Впервые за всю ночь Браун сел за стол.
– Ну что же, сынок, – сказал он. – Должен признаться, я и представить не мог, что именно от тебя услышу. Как ты, наверное, уже догадался, нам сообщил о тебе профессор Саймон Тейлор. Сказал, что тут происходит нечто подозрительное, возможно заслуживающее нашего внимания. Вчера после полудня мы взяли на себя смелость присоединиться к тебе и немного походить за тобой по городу. А уж когда я услышал, как ты поминаешь Гитлеров, Браунауна-Инне и прочее, да еще и прилюдно, я, уж ты мне поверь, чуть не выпрыгнул из моих чертовых слаксов. Мне казалось попросту невероятным, чтобы студент узнал откуда-то эти имена и остался, однако ж, человеком, которому можно доверять, человеком, который играет по правилам. Но, похоже, твое объяснение – единственное, какое имеет смысл. Ты услышал, как старик говорит во сне. Наверное, мне следовало самому до этого додуматься. Как говаривал Шерлок Холмс, когда отбросишь все невозможное, то и останется правда, какой бы невероятной она ни казалась.
Теперь и для Хаббарда настал черед подняться из-за стола. Он раздернул шторы, и в комнату хлынул свет зари, такой белый, что у меня заломило в глазах. Отец тоже встал, не без труда.
– Так мы можем наконец забрать сына домой?
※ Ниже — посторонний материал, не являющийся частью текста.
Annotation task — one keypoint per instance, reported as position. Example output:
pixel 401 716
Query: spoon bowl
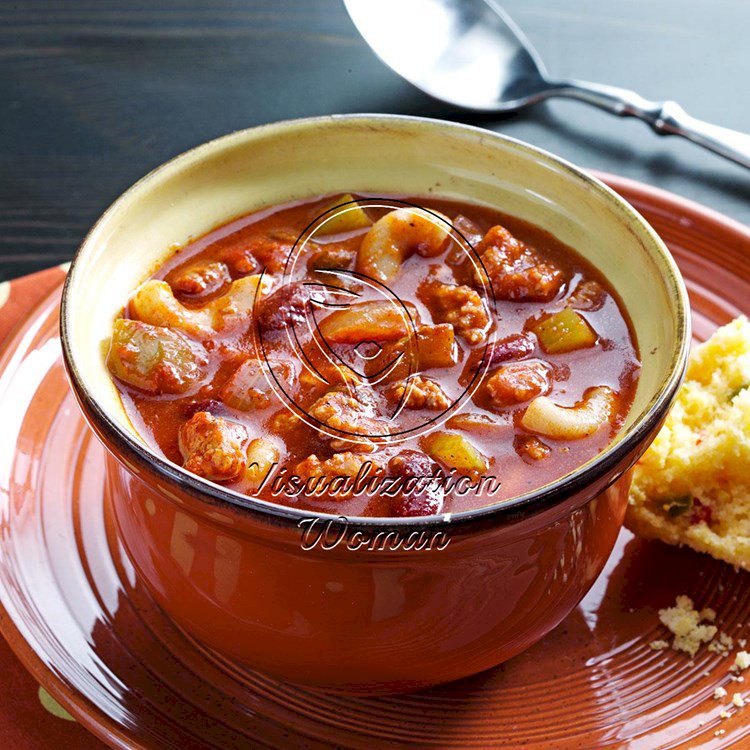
pixel 466 52
pixel 469 53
– Вы можете делать все, что считаете нужным, полковник. Мне очень жаль, что мы отняли у вас столько времени. Однако вы слышали то, что я должен был вам рассказать, и понимаете – дело заслуживало проверки.
– Я понимаю.
– И вы понимаете, Майки, какую клятву принесли, не так ли?
Я кивнул, тоже встал, потянулся. От холодного воздуха ляжки у меня покрылись гусиной кожей. Неужели на мне все те же дурацкие хлопчатобумажные шорты, в которые я влез прошлым утром?
Внезапно в голове трепыхнулась мысль.
– Да, а все-таки, что со Стивом? – спросил я. – Что вы с ним сделали?
– Сделали? Да ничего мы с ним не сделали, Майки. Он уж несколько часов как вернулся к себе в общежитие.
– Знаете, вы здорово заблуждаетесь на его счет, – сказал я. – Я про эти подозрения, про гомосексуализм. Не знаю, откуда они взялись, но это неправда. Просто неправда.
Глаза Брауна немного расширились.
– Нет? Что ж, спасибо за информацию, Майки. – Он неторопливо покивал мне, и я почувствовал, как меня вновь продрало холодком, впрочем, Браун уже поворотился к моему отцу. – Вы непременно хотите сразу отправиться домой, полковник? Мы сняли для вас номер в «Харчевне павлина», это на Байярд-лейн, – хорошее место, очень уютное, – может, вам будет удобнее отправиться туда?
Я быстро повернулся к отцу:
– Отличная мысль, папа, сэр… – Черт, как я к нему обращаюсь-то? – Поедем туда, позавтракаем. Все лучше, чем тащиться до самого Коннектикута.
О нет, Принстон я покидать не собирался. Не раньше, чем отыщу Бауэра. Цуккермана. Как бы он теперь ни назывался. И где бы ни был.
– Да, вот это я называю уютом, – произнесла мама, когда мы, поскрипывая половицами, вошли в маленький вестибюль «Харчевни павлина».
– Очень похоже на английскую гостиницу, – одобрительно кивнул отец.
Английская гостиница, подумал я. Ну наверное.
Выкрашенные в белый цвет ступени привели нас на открытую веранду – из тех, на которых сидят в креслах-качалках опрятные старушки с вязаньем, пока внуки их прячут по устроенным под половицами тайникам свои коллекции бейсбольных открыток. В этом доме не было ни пластика, ни дымчатых стекол, ни нейлоновых ковров, ни псевдоколониальной плетеной мебели, ни фасонистых разводов краски или трафаретных узоров на стенах, ни бледно-зеленых якобы ситцев, ни непременного набора гравюр в ясеневых рамках, ни визга принтера за стойкой портье, ни кремовой пластмассовой решетки, перегораживающей вход в закрытый бар, ни перестука орешков, засасываемых пылесосами, ни кислых запахов, оставленных вчерашней кубинской вечеринкой, ни тягостной атмосферы прогорающего заведения с минимальным штатом, облаченным в униформу из синтетики, – нет, лишь приятный сумрак, домашний уют и непринужденные, без претензий, отдающие Бабушкой Моузес[165]изящество и элегантность.